CUATRO Desde entonces y para siempre, sucesivas Variaciones Harry y Sinfonías Clint. Están los Harrys cómicos con mono (Every Which Way But Loose y Any Which Way You Can), el Bond, Harry Bond (The Eiger Sanction), el Harry Presidiario (Fuga de Alcatraz) y los Harry Westerns (The Outlaw Josey Wales, Bronco Billy, Pale Rider), los Harrys Milicos (Firefox, Heartbreak Ridge), el Harry Perverso y Kinky (Tightrope), el Harry con Burt Reynolds a falta de mono (City Heat) y –cuando las papas empiezan a quemarse en el fuego de la crisis de la mediana edad– los Harrys Míticos y Autoconsagratorios: Harry como John Huston en Cazador blanco, corazón negro, Harry como Hank Williams (Honky Tonk Man), Harry como maestro de policía novato (The Rookie, película con el bizarro atractivo extra de presentarnos a Sonia Braga y Raul Julia como... ¡¡¡villanos alemanes!!!), el Harry Jazz detrás de la cámara en Bird y la supuesta cumbre creativa de Harry como Hombre sin Nombre en Los imperdonables, curioso film que empieza como un buen calco de Leone para –sin poder evitarlo– acabar en el típico baño de sangre à la Dirty Callahan, con un frágil y vencido William Munny sacando fuerzas vaya uno a saber de dónde y despachando al resto del reparto –extras incluidos– al otro lado. Ahí Eastwood se llevó un par de Oscars demenciales pero la Academia no estuvo tan loca como para regalarle el de Mejor Actor. A partir de Los imperdonables, Eastwood ha insistido con nuevos Harrys: el Harry Guardaespaldas (En la línea de fuego), el Harry cínico y ligeramente contra el sistema pero no tanto (Un mundo perfecto), el Harry fotógrafo y macho con ganas de tirarse una italiana (Los puentes de Madison), el Harry ladrón y héroe (Poder absoluto) y el Harry periodista y héroe (Crimen verdadero). Todas ellas –ya que estamos en esto– películas bastante malas.

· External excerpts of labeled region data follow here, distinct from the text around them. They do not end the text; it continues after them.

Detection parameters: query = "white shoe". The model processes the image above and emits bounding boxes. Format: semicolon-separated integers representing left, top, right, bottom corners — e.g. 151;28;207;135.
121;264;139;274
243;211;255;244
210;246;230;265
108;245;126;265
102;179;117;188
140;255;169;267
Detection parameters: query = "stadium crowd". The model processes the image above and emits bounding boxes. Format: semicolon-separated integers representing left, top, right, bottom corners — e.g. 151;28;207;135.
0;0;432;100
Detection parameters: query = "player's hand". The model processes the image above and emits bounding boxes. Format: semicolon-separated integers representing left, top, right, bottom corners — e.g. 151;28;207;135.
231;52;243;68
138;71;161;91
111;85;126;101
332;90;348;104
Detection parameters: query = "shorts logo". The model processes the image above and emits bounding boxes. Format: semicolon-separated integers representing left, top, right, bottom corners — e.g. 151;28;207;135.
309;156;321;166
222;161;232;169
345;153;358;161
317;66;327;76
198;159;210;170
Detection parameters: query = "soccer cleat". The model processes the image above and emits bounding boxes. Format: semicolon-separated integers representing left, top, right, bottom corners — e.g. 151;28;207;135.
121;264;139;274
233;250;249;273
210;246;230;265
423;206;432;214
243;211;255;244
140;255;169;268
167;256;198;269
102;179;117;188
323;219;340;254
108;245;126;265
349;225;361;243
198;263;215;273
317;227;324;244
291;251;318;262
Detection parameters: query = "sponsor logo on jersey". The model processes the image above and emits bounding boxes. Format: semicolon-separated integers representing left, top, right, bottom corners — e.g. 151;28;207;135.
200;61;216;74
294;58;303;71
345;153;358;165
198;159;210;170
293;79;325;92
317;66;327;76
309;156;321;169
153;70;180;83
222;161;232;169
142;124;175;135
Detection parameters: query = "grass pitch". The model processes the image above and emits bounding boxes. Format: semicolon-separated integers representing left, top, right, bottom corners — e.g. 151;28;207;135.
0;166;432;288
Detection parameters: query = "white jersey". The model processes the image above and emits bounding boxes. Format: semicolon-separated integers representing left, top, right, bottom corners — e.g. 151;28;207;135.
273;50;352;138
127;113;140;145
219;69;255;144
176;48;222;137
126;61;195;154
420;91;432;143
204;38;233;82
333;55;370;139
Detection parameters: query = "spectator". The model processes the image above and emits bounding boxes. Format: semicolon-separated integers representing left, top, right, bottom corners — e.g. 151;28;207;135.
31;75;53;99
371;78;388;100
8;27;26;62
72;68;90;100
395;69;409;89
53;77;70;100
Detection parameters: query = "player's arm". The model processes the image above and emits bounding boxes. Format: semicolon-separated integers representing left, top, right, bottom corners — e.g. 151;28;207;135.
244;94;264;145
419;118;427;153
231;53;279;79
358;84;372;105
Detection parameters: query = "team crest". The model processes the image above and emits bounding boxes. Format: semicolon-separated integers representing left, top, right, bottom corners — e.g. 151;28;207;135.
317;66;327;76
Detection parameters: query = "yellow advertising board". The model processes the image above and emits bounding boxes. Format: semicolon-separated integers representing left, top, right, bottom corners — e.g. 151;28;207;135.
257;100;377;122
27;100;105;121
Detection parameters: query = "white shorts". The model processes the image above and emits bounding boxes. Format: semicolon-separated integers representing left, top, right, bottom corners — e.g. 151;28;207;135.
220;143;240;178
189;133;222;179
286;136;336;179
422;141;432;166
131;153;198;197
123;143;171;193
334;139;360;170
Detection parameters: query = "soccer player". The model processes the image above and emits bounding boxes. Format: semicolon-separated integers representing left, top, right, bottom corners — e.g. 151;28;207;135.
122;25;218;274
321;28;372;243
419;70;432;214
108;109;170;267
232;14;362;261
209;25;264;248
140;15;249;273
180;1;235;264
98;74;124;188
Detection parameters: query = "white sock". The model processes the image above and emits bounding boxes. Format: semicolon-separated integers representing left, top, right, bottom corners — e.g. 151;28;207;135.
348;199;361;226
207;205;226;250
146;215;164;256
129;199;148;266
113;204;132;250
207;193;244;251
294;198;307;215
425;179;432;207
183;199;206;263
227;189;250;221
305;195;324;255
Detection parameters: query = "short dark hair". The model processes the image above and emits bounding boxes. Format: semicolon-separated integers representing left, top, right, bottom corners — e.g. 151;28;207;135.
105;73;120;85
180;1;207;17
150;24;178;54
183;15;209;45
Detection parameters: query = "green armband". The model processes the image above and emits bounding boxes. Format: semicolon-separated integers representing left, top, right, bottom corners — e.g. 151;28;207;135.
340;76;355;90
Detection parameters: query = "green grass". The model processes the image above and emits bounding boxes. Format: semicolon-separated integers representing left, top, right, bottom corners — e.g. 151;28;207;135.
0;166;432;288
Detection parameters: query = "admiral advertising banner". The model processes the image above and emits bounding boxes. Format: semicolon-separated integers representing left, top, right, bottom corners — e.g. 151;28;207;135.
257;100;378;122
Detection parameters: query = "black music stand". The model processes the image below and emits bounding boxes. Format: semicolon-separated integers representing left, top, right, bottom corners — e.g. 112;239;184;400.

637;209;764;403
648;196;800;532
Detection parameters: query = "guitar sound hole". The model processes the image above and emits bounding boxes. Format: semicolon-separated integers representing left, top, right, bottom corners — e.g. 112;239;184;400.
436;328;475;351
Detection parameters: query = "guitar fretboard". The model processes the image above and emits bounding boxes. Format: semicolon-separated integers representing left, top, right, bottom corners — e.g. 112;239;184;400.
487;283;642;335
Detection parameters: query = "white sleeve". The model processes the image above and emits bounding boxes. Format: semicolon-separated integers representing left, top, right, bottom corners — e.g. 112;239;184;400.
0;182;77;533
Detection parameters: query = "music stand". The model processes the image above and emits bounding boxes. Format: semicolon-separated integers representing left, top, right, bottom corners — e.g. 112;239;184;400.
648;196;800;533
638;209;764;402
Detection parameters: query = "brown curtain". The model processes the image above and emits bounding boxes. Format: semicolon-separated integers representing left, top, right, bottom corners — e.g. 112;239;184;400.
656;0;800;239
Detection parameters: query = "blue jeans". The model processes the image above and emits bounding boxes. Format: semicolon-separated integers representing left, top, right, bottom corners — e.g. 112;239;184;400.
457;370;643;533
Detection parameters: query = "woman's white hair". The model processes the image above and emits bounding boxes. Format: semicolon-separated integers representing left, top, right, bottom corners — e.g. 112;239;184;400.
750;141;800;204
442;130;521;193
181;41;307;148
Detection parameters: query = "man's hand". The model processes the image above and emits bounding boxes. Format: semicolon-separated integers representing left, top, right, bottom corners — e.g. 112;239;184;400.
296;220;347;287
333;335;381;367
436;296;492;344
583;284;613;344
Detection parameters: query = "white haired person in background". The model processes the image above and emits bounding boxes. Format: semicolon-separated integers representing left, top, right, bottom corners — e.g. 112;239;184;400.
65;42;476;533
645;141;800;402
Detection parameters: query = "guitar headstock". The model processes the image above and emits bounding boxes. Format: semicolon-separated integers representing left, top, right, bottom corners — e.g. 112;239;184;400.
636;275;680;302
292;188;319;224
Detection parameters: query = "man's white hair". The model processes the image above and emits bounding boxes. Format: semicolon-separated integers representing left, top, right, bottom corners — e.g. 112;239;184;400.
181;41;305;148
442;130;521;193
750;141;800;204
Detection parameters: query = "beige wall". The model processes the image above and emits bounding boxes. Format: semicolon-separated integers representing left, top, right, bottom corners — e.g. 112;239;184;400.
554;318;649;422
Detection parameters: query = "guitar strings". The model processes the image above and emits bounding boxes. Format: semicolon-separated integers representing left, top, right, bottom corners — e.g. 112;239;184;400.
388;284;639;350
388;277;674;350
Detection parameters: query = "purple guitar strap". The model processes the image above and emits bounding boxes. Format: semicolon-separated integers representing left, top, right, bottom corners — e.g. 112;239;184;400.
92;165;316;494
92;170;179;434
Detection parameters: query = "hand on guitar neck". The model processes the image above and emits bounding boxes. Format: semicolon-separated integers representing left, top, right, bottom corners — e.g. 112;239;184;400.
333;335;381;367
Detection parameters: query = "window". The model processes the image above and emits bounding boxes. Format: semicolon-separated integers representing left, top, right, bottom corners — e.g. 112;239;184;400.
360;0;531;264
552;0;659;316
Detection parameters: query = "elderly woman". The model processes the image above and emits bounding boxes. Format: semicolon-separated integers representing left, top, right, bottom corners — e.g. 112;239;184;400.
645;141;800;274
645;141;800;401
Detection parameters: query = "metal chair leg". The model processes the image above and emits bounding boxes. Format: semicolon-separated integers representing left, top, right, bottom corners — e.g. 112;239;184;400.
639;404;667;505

Con Jinetes del espacio –Harry espacial con dos registros: con casco de astronauta y sin casco de astronauta– nos llega una preocupante novedad en el Canon Eastwood: su primera película insuperablemente idiota a la vez que la inauguración del género viagra sci-fi. Aquí una trama inverosímil donde los malos vuelven a ser los rusos se arrastra por el vacío absoluto y la falta de gravedad para, apenas subliminal y más que evidente, presentarnos un film donde sus compañeros de reparto (James Garner y Donald Sutherland) aparecen como idiotas, a Tommy Lee Jones se le permite un momento de heroísmo suicida porque, bueno, su personaje tiene un cáncer terminal de páncreas y sabiendo que uno se va a morir cualquiera puede ser un héroe y –lo más importante de todo– los jóvenes de la NASA no tienen nada que hacer ante semejante veterano a prueba de todo y de todos. Al final, claro, Clint salva a la raza humana pero no nos salva de pensar que –en comparación– Armaggedon era El ciudadano.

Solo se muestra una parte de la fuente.